Funeral Directors Hialeah Fl
Grief from death is something every one of us has to face in our life. Once we have journeyed through this, we emerge as strong individuals. Funeral directors in Hialeah, FL will tell you that there are six steps in this journey through grief; and once you have completed all of them, you will learn to look at life and yourself in a new way.

To start with, let’s first recap the first three steps. They are: acknowledging the death, embracing the pain of the loss, and remembering the departed loved one. Now, once you have successfully walked these three steps, here are the last three steps of this journey.

Fourth step: developing a new identity

The reason why we feel so lost and bewildered after the death of the nearest one is that we often derive our identity from the deceased person. Once they are gone, we know that our identity as wife/husband or children/parent is no longer there. And this identity loss leads to a sense of panic and fear and our inability to move away from the passing of the loved one. So, for the next step, you need to develop an identity of your own. Don’t define or restrict yourself by what society has always seen you as, because you are no longer that person. You need to start doing the jobs or take up responsibilities that were always done by the deceased person. It can be something as small as changing the light in the house or loading the dishwasher. Once you start doing that, you will find you have new confidence in yourself, and it will fuel the growth of new you.

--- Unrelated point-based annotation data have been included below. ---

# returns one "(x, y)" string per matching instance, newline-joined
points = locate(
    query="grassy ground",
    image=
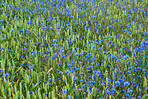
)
(73, 49)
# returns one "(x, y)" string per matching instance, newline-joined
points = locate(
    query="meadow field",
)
(73, 49)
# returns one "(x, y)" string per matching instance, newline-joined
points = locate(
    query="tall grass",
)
(73, 49)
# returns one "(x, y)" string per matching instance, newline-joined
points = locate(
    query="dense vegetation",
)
(73, 49)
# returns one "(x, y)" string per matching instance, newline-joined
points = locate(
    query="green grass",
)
(60, 49)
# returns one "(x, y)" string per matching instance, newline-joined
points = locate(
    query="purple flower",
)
(126, 83)
(64, 91)
(31, 92)
(54, 40)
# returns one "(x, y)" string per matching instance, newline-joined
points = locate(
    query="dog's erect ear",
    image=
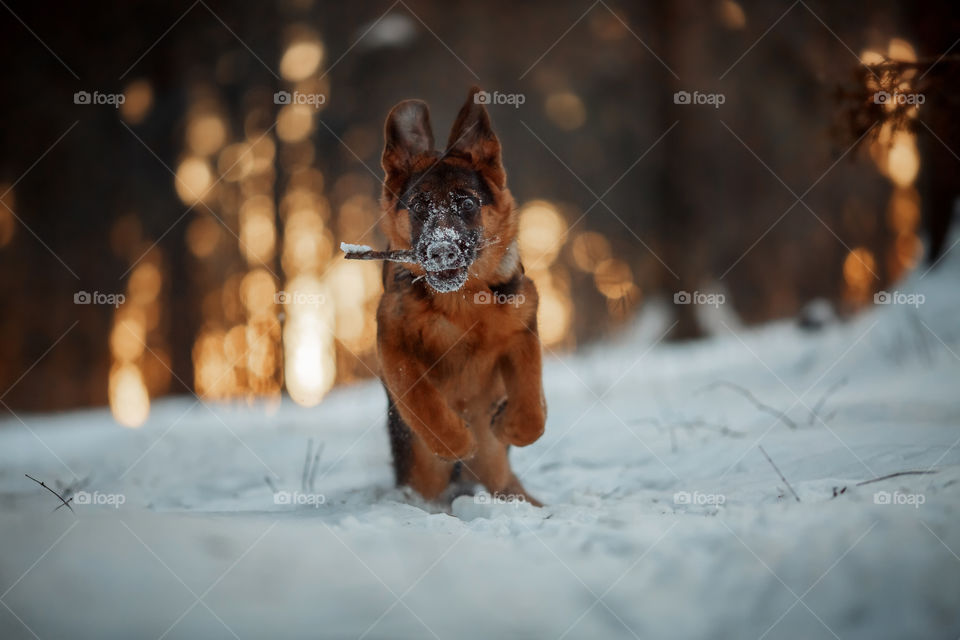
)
(407, 133)
(472, 136)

Fifth step: Search for the meaning

The loss of a loved one often pushes us towards asking meaningful questions about our faith, life, and the universe in general. This becomes more poignant when the death is unexpected. Many turn to their religion and become spiritual to seek answers to their burning questions. You will often find yourself doubting your religious beliefs and even questioning your faith, and that is a normal response to a loss of a loved one. Take the help of your religious mentor or seek help in books that often help you to clear these doubts. You can also ask your funeral directors in Hialeah, FL for reading materials which they will be happy to share with you.

Sixth step: receive help from others

The last step of the journey is thinking back on who helped you in this journey. This is a journey that you can’t or shouldn’t do alone. Getting help from friends, family members and community members who have undergone similar situations will make this journey easier. Sadly, many of us fail at this step because society has conditioned us to believe that we should “carry on” with life once the funeral and death-related issues are done with. But true recovery takes time, and this step will need a support system. So, don’t give up getting help from others who have helped you so far, keep in touch with them and share your thoughts. Soon, you will find that you are guiding someone on their journey through grief.